All of that could end after next year’s game as the University of St. Thomas is forced out of the Minnesota Intercollegiate Athletic Conference (MIAC) at the end of the 2020-21 school year. Enough MIAC peers this year decided the Tommies’ athletic success in all sports (along with its big enrollment) is too overwhelming.

And while that decision creates a major challenge for this rivalry, it puts a huge opportunity in front of the St. Thomas football program. The Tommies are attempting to skip NCAA Division II (think St. Cloud State) and jump all the way to the NCAA Division I level — think big-time college athletics.

While continuing the Johnnies rivalry is possible and desired by both schools, that seems a tough punt with the Tommies pursuing an invitation from the Summit League, a Division I conference with nine Midwest schools. The league does not include a football conference, but several member schools have Division I programs, most notably North Dakota State University.

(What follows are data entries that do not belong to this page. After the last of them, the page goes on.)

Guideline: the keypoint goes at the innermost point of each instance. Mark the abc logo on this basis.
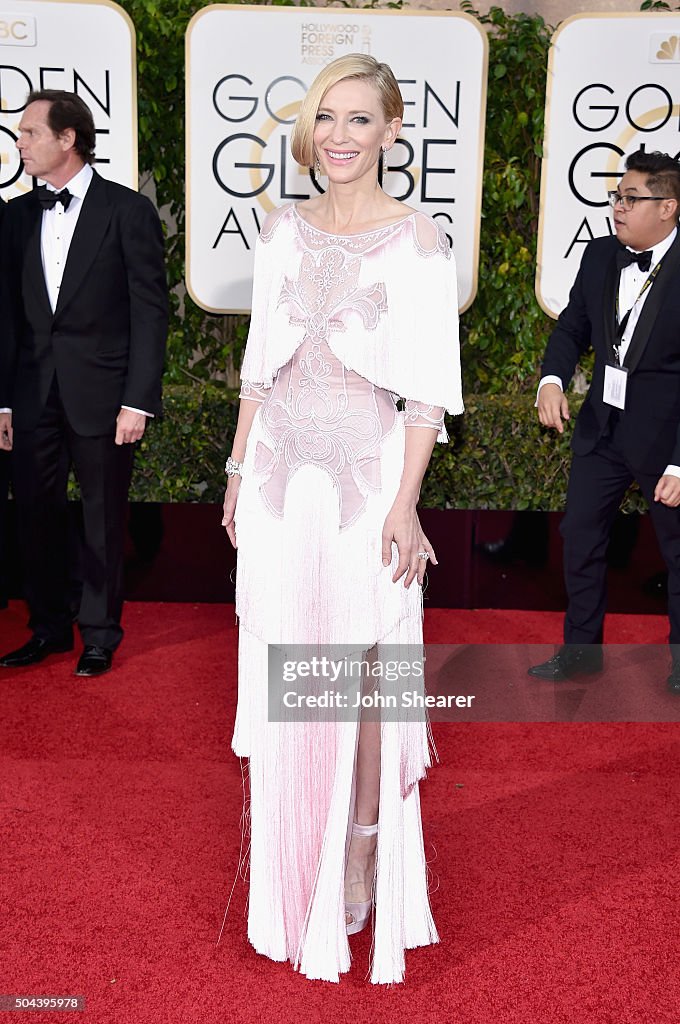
(17, 31)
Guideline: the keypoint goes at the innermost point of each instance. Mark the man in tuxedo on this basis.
(80, 370)
(626, 303)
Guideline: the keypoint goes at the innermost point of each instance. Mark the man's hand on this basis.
(553, 407)
(129, 426)
(668, 492)
(6, 433)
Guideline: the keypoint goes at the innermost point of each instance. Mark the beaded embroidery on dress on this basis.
(323, 465)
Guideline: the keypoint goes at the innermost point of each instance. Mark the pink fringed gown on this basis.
(340, 326)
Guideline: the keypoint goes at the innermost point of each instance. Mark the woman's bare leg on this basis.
(360, 865)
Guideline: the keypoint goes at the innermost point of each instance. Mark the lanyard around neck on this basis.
(622, 325)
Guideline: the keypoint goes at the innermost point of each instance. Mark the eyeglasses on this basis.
(628, 202)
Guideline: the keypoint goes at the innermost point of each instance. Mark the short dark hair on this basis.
(67, 110)
(663, 172)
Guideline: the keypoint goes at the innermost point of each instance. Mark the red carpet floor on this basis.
(553, 849)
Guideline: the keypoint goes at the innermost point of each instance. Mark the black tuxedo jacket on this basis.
(105, 340)
(650, 422)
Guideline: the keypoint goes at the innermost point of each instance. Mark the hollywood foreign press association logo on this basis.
(665, 49)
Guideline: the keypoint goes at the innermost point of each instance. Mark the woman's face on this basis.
(351, 130)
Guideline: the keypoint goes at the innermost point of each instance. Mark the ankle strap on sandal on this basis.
(365, 829)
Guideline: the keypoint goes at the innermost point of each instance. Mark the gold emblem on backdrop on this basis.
(670, 49)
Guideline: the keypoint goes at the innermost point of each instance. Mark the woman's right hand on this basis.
(229, 507)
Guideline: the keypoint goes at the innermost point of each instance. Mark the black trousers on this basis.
(40, 468)
(597, 484)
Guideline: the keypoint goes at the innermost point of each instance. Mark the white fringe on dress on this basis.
(302, 581)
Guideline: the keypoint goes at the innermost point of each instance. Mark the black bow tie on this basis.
(49, 199)
(625, 257)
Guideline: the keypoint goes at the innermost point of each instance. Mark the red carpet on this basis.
(553, 848)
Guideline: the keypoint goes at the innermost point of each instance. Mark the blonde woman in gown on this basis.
(354, 303)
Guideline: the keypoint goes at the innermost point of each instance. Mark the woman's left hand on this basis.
(402, 527)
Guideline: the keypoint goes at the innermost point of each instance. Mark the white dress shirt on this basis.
(56, 233)
(631, 282)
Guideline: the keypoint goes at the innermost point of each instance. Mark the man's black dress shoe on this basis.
(674, 679)
(94, 660)
(35, 650)
(568, 662)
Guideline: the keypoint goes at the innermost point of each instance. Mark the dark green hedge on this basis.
(501, 458)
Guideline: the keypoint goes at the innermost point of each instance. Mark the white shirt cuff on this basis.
(550, 379)
(140, 411)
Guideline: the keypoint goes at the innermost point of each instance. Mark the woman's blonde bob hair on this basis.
(358, 66)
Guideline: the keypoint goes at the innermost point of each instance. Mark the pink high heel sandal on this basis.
(359, 912)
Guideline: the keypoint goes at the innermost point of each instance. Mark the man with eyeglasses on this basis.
(626, 304)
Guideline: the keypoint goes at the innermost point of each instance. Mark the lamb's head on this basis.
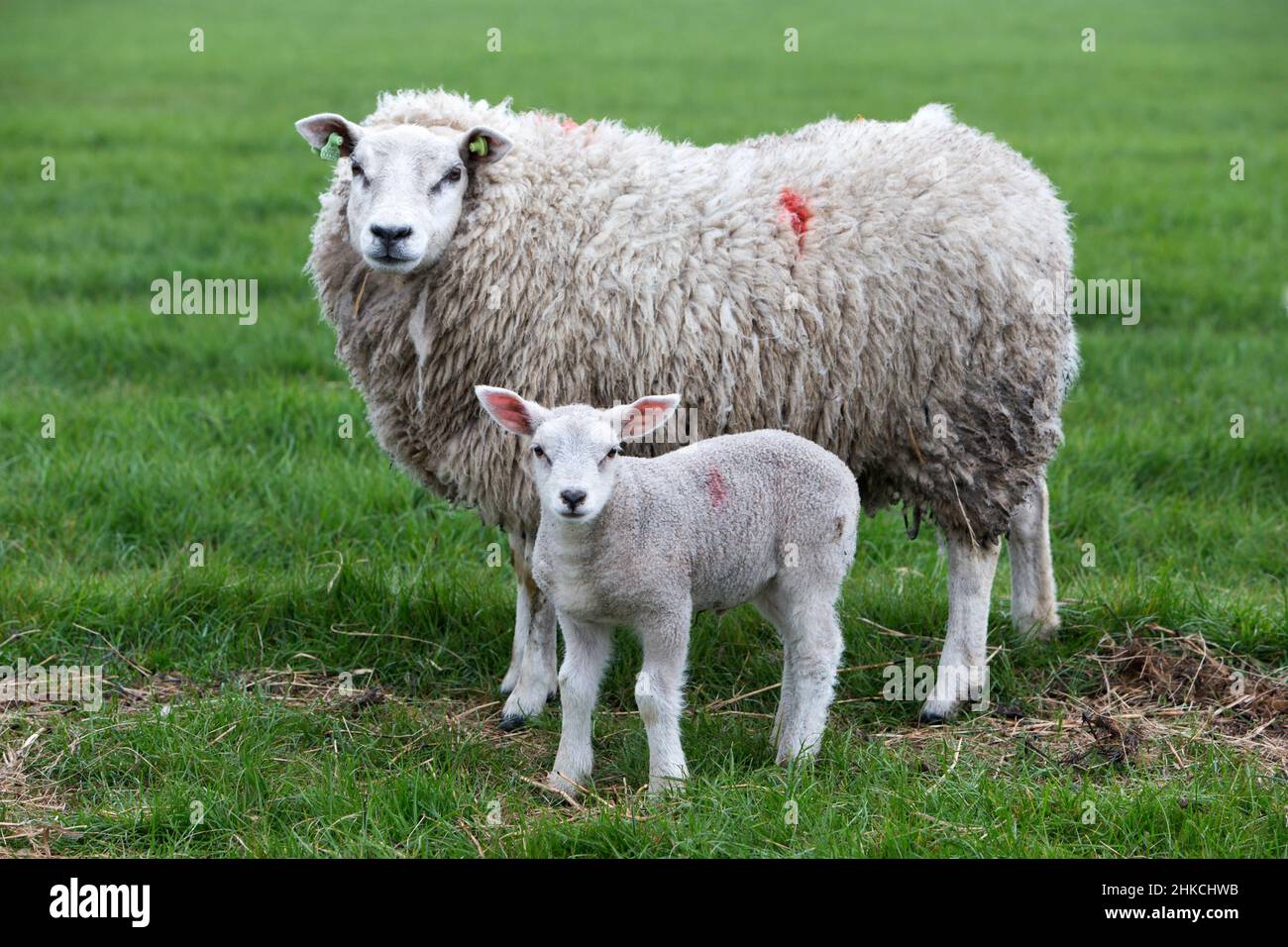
(408, 184)
(574, 449)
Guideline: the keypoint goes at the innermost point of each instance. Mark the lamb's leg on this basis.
(522, 612)
(815, 654)
(962, 665)
(660, 696)
(539, 671)
(535, 660)
(522, 622)
(787, 689)
(587, 651)
(1033, 604)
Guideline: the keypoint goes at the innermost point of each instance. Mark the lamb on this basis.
(763, 517)
(888, 290)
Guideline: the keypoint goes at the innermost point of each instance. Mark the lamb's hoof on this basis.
(938, 711)
(562, 787)
(511, 722)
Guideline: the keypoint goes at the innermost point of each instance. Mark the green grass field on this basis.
(226, 729)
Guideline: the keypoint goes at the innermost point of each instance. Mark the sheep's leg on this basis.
(660, 696)
(1033, 604)
(964, 663)
(587, 652)
(815, 654)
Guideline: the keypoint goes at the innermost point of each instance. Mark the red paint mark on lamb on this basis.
(716, 488)
(797, 213)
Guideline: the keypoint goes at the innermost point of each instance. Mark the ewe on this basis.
(888, 290)
(764, 517)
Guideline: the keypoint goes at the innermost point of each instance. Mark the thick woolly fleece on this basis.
(883, 289)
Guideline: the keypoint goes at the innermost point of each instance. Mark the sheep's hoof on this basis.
(562, 787)
(511, 722)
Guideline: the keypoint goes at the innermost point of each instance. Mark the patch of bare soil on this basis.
(1166, 696)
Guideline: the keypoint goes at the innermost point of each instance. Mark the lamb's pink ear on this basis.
(643, 416)
(509, 410)
(317, 129)
(482, 146)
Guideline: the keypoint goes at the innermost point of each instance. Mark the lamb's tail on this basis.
(934, 114)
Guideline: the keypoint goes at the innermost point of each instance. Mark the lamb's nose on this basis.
(387, 234)
(572, 497)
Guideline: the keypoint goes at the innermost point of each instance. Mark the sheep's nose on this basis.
(387, 234)
(574, 497)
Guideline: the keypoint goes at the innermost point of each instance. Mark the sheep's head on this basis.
(408, 184)
(574, 449)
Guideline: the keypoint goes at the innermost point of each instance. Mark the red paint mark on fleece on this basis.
(797, 213)
(716, 488)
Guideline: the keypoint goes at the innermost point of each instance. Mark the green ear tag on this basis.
(331, 150)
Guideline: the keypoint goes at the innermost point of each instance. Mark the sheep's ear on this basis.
(510, 411)
(317, 129)
(482, 146)
(643, 416)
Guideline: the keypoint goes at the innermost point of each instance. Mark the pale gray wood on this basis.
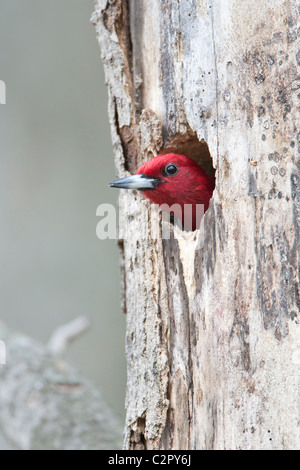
(212, 331)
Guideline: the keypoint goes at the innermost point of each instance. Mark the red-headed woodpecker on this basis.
(173, 181)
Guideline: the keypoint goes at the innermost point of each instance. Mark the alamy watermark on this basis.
(158, 224)
(2, 92)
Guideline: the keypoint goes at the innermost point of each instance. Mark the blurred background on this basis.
(56, 162)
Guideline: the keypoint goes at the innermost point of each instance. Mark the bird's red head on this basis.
(172, 179)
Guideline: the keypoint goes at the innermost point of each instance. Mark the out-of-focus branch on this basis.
(46, 404)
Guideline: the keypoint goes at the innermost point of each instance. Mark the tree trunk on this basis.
(212, 328)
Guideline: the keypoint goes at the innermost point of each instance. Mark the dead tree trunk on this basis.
(212, 330)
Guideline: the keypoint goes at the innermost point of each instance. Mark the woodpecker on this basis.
(173, 181)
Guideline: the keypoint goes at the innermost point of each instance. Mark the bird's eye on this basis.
(171, 169)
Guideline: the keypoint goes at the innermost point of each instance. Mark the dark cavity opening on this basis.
(188, 144)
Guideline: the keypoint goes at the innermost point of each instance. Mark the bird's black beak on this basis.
(142, 182)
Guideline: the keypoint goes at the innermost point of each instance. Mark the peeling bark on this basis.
(213, 328)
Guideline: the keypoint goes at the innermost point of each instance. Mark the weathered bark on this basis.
(46, 405)
(213, 330)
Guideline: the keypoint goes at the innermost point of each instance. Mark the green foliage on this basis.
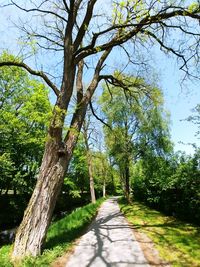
(24, 114)
(171, 185)
(177, 241)
(138, 121)
(60, 237)
(77, 178)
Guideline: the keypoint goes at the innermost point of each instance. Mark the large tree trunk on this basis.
(32, 231)
(104, 188)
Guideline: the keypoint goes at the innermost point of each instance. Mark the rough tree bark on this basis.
(89, 162)
(73, 39)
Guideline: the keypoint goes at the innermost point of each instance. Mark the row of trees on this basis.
(82, 37)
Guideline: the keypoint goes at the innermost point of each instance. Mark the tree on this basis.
(87, 135)
(132, 117)
(24, 114)
(65, 29)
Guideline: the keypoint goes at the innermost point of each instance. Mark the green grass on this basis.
(177, 242)
(60, 237)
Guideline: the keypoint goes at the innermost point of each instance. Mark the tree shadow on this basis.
(103, 240)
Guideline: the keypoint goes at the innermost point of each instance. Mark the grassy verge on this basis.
(60, 237)
(177, 242)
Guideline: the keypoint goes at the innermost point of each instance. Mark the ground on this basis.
(111, 241)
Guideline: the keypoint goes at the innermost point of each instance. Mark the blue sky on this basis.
(179, 101)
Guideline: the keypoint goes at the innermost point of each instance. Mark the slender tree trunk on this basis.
(127, 182)
(104, 188)
(92, 191)
(89, 162)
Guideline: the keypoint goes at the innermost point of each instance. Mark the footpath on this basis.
(108, 242)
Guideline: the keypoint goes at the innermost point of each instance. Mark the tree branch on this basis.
(97, 117)
(39, 10)
(146, 21)
(33, 72)
(84, 25)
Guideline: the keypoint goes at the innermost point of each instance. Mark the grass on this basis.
(177, 242)
(60, 237)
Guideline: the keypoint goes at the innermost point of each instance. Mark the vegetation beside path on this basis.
(178, 242)
(60, 237)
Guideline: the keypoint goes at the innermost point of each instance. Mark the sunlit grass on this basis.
(60, 237)
(177, 242)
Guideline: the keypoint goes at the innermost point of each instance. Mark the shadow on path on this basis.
(108, 242)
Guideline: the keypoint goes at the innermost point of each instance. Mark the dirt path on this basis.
(109, 242)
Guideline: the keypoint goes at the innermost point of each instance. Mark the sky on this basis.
(179, 100)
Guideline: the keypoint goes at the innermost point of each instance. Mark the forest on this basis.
(88, 128)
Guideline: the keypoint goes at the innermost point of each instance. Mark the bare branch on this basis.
(33, 72)
(146, 21)
(97, 117)
(39, 10)
(85, 23)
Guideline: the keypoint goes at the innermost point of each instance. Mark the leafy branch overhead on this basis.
(128, 20)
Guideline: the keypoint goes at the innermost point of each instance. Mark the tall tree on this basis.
(130, 114)
(66, 28)
(24, 114)
(86, 135)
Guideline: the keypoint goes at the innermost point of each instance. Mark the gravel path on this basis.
(109, 242)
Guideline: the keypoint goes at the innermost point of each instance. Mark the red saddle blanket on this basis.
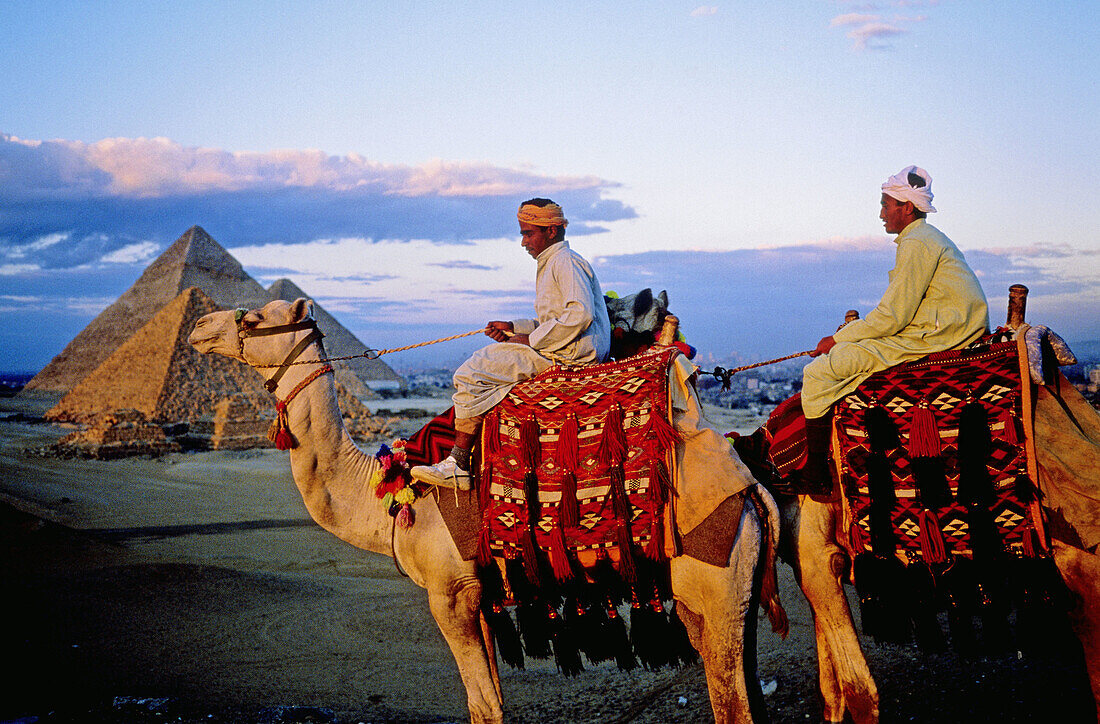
(578, 460)
(934, 450)
(926, 450)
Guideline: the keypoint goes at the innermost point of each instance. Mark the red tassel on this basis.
(492, 427)
(932, 538)
(569, 513)
(856, 538)
(655, 549)
(620, 504)
(613, 437)
(484, 551)
(406, 517)
(660, 431)
(1031, 547)
(923, 436)
(530, 557)
(627, 569)
(568, 445)
(279, 431)
(485, 485)
(559, 558)
(658, 492)
(529, 443)
(1011, 427)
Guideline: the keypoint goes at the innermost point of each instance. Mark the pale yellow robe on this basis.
(933, 303)
(572, 328)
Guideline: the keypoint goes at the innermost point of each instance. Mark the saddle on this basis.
(937, 492)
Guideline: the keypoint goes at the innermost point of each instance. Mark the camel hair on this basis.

Division I programs — even those in the lesser-known Football Championship Subdivision — have operating costs of several million dollars. ESPN recently reported NDSU’s football costs were about $5.6 million a year. Citing federal data, it set St. Thomas expenses now at about $1.1 million.

Common sense dictates that if St. Thomas makes that jump, keeping a rivalry game with St. John’s could become a high price to pay — literally. Not to mention Division I vs. Division III matchups on the field wouldn’t seem very appealing to either team.

So what are die-hard Johnnie-Tommie football fans supposed to do?

Savor the moments like Saturday, embrace what might be a final clash next fall — and be thankful such a great rivalry existed for almost a century in a college-football world that seems to change — sometimes drastically — by the game.